Candy Man couldn’t remember the two strands of plastic tubing dangling from just below his right collarbone—the tunneled catheter we used to connect him to the dialysis machine. Candy Man was the nickname the outpatient dialysis unit staff affectionately bestowed upon my patient with severe dementia because of his insistence upon passing out nickel candy to everyone as he tottered his way to his dialysis chair. He bought more in the hospital gift shop after dialysis on his way to the taxi circle, until someone who didn’t know his steps were always unsteady and his mind always confused, noticed him and sent him to the Emergency Room. This happened a few times until we arranged for a taxi to pick him up right outside the dialysis unit, where no strangers would see. When he got in the taxi but couldn’t remember his address, we made him a necklace decorated by a placard that displayed it. As his steps became more wobbly and his clothes more baggy, we got him a walker with a seat so he could rest his frail body instead of falling and adding a broken hip to the mix. It took a couple of years, but finally we had Candy Man set up for success.
And then he started noticing the plastic tubing. He remembered it long enough to pull the catheter out. A new one was put into the large blood vessel that lay beneath his left collarbone. A few days later, he pulled that one out too. Again a new catheter was put in. This time back to the right.
He didn’t remember pulling out either catheter, but I remember what happened to another patient years ago who pulled out each catheter soon after it was put in. About eight times. Because that man was developmentally delayed, his actions were not interpreted as him not wanting dialysis. He didn’t have the capacity to make that decision.
The body recognized each plastic catheter as the foreign material it was and launched an inflammatory attack to eject it. It was a natural response, but one that also damaged the surrounding blood vessel. Damage that, along with the trauma of yanking out the catheter, sent the body into repair mode—repeatedly laying down an internal scab that could not be picked off, gradually narrowing the blood vessel, until there was no longer an opening. Without an opening, blood could not drain from his head. His head swelled like a doughy balloon until he could no longer breathe. Superior vena cava syndrome. And like everyone else involved in his care, I did nothing to disrupt the pattern—restrain, sedate, reinsert catheter, repeat— that led to this patient's demise.

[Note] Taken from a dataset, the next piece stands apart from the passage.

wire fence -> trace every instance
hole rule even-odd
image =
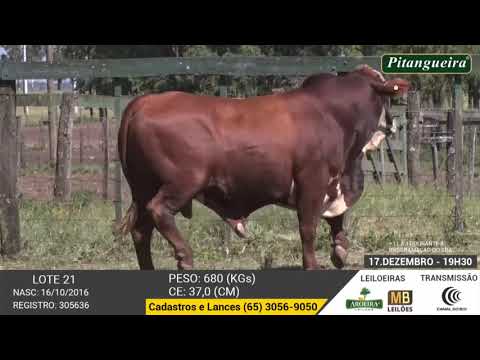
[[[392,239],[415,241],[440,239],[453,244],[458,251],[478,251],[480,220],[477,219],[480,219],[480,203],[477,205],[477,198],[480,197],[480,154],[479,147],[476,146],[478,136],[471,134],[471,131],[476,134],[476,126],[464,127],[463,179],[468,189],[465,192],[466,228],[463,233],[458,234],[452,231],[450,226],[455,194],[447,188],[449,166],[453,166],[449,164],[448,149],[455,135],[454,131],[448,129],[447,124],[423,119],[420,124],[420,171],[417,174],[420,184],[418,188],[411,188],[407,185],[408,171],[405,161],[408,151],[405,139],[410,133],[406,128],[405,118],[402,119],[404,122],[400,124],[400,131],[392,139],[395,142],[392,152],[398,169],[385,166],[385,163],[389,163],[389,156],[386,154],[388,149],[385,145],[373,154],[377,164],[380,164],[376,169],[379,179],[375,179],[372,167],[368,161],[364,161],[364,170],[367,174],[365,193],[360,202],[349,211],[346,227],[350,236],[360,245],[365,244],[365,241],[388,244],[389,241],[393,241]],[[25,221],[37,225],[43,222],[48,226],[51,224],[50,220],[54,219],[55,224],[64,227],[65,232],[69,231],[70,224],[95,227],[100,222],[115,222],[118,218],[115,209],[118,211],[118,207],[121,206],[121,210],[125,211],[131,199],[128,185],[115,171],[118,166],[117,126],[118,121],[111,116],[100,117],[96,114],[91,116],[87,109],[82,109],[75,115],[71,138],[70,180],[73,196],[72,199],[61,203],[64,207],[70,207],[67,211],[68,218],[62,218],[56,217],[50,210],[45,210],[45,207],[43,213],[36,212],[36,204],[43,203],[47,207],[55,204],[55,159],[50,157],[51,145],[46,117],[42,116],[36,121],[32,119],[25,121],[20,137],[22,149],[18,172],[21,209],[31,215]],[[436,147],[436,155],[433,147]],[[438,157],[436,161],[434,156]],[[382,173],[382,170],[385,172]],[[398,175],[401,184],[397,181]],[[116,192],[119,184],[121,194]],[[81,210],[75,214],[79,203],[92,200],[101,202],[102,209],[92,210],[91,215]],[[232,237],[228,226],[208,210],[197,209],[192,221],[188,222],[180,217],[179,223],[184,228],[197,226],[210,229],[223,238]],[[186,225],[187,223],[192,225]],[[253,233],[258,232],[260,228],[262,231],[294,234],[298,229],[294,212],[275,207],[253,214],[248,224]]]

I didn’t want this for Candy Man, I told his daughter. We should believe his actions meant he didn’t want the catheter and not put another one in, I said. To my surprise, she agreed.
But a few months later when Candy Man showed up for dialysis with his catheter cut off about an inch before it dove under the skin, a member on our team asked me, “So are you going to send him to hospice?”
I flushed. What would I do? Would I follow through with all my talk about not doing dialysis simply because we can, until something else like a massive heart attack or stroke saved us from ourselves? Or would I just put in another catheter and avoid the tough conversations, the imminent death.
For a moment, I thought of sending him for another catheter. Not just because it would be the easiest path, but also because I didn’t want to say goodbye to Candy Man.
I called the daughter to say what I thought we should do. No new catheter. We should get hospice involved, I said. Again she surprised me.
Candy Man died 11 days later at home of kidney failure. His passing saddened me, but I took heart in the fact that he didn’t suffocate to death.